The Boy then sings of the recent assault of Castle Agrazant, to the astonishment of Geoffrey and his men. Filled with superstitious dread, Lisiac orders the musicians cast out. The Monk interjects, offering to sing a different song - and his voice is recognized by Isabeau as her Richard's. Richard sings of his love for Isabeau and remorse at going to Jerusalem and leaving 'far from home and wife and child'.

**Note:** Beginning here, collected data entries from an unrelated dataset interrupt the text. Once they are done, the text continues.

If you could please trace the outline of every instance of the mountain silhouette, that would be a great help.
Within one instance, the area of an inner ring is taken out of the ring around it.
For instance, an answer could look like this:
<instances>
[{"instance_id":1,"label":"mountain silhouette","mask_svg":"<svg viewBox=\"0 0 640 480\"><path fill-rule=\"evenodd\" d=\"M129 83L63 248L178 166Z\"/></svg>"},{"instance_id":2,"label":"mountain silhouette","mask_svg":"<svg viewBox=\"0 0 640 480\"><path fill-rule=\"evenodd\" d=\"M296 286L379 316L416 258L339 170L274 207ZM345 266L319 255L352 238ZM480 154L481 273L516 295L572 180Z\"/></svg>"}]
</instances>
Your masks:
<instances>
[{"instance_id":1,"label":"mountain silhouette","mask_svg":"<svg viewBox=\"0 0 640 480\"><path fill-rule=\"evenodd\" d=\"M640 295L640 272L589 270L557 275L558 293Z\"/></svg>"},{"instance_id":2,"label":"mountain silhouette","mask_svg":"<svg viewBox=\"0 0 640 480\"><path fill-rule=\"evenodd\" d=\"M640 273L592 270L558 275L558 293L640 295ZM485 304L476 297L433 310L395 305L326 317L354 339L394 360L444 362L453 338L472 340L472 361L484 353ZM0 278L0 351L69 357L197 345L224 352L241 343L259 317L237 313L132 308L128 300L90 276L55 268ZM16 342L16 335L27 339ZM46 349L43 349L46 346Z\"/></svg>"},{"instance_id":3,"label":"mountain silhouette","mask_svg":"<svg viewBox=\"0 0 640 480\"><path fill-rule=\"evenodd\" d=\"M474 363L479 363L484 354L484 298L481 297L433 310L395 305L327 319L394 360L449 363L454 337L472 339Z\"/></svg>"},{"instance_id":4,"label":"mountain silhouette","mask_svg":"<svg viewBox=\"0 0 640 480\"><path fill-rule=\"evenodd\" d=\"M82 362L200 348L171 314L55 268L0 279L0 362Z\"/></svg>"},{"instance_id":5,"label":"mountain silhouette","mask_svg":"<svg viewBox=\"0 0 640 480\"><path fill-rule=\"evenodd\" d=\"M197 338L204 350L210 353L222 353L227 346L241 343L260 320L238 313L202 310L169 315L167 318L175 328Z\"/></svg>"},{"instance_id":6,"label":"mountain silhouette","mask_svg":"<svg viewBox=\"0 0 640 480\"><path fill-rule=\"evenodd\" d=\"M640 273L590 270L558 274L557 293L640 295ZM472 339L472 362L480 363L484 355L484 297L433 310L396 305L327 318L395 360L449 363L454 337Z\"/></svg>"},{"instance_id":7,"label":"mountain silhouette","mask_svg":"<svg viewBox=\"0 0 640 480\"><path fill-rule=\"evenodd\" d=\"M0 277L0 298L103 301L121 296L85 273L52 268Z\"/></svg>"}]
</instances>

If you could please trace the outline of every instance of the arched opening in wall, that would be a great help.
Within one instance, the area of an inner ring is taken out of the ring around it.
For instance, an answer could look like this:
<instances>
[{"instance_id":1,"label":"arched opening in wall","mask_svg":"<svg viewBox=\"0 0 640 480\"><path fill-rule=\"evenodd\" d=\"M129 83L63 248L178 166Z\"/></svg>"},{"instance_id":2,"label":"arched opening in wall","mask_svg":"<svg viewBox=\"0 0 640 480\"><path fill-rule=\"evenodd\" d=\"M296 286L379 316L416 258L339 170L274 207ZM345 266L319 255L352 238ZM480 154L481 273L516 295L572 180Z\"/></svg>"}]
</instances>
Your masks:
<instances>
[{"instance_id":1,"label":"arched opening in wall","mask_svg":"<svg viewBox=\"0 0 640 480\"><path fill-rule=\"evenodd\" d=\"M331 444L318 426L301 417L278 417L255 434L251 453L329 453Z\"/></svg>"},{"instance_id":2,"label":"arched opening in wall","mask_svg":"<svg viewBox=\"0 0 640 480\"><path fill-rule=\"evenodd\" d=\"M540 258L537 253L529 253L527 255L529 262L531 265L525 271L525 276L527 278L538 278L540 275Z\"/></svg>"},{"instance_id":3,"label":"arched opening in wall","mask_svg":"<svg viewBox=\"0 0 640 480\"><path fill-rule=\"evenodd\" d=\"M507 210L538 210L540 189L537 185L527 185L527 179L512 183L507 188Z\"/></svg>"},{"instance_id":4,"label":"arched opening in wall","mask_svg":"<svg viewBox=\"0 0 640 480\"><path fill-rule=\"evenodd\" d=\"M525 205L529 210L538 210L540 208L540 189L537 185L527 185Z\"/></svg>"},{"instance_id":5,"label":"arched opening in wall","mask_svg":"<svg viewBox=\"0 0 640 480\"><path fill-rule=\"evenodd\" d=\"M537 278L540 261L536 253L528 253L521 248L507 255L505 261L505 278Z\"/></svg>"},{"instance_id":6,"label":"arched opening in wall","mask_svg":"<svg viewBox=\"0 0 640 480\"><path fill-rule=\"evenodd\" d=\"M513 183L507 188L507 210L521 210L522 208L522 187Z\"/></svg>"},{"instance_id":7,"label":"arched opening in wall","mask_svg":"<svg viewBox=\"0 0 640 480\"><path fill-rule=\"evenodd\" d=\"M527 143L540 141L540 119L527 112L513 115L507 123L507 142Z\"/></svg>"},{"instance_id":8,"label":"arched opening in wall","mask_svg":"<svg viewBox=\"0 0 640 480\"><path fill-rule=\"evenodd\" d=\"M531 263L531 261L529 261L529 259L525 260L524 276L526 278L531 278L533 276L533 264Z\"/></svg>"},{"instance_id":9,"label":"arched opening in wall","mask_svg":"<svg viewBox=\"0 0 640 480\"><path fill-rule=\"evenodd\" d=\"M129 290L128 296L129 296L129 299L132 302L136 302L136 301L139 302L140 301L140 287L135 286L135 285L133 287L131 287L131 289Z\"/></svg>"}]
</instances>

Removing his disguise, Richard challenges Geoffrey and a melee ensues. In the melee, Isabeau is stabbed by Geoffrey; Geoffrey is run through by Richard's sword. Richard seizes Isabeau and escapes, followed by the boy and musician.

===Act 3===
Richard enters, assisting Isabeau. She asks to rest and Richard encourages her to continue on. She weakens further, they do rest, apparently sleeping for the night. In the morning, Richard uses his helmet to fetch water and tells of his visit to Jerusalem. His assessment is that his crusade was in error, he sacrificed all that was worthy in its pursuit. He breaks his blade. Placing the fragments on a rock, he returns to Isabeau. Isabeau bemoans their sad fate and begins to hallucinate that she is comforting her daughter; she hears the horns of Lisiac approaching. She and Richard sing a duet extolling the possibility of living in a brighter realm in the future, forever.

==Reception==
The review in The Cincinnati Enquirer on April 30, 1926, called the premiere "a worthy effort...given superb production in every department".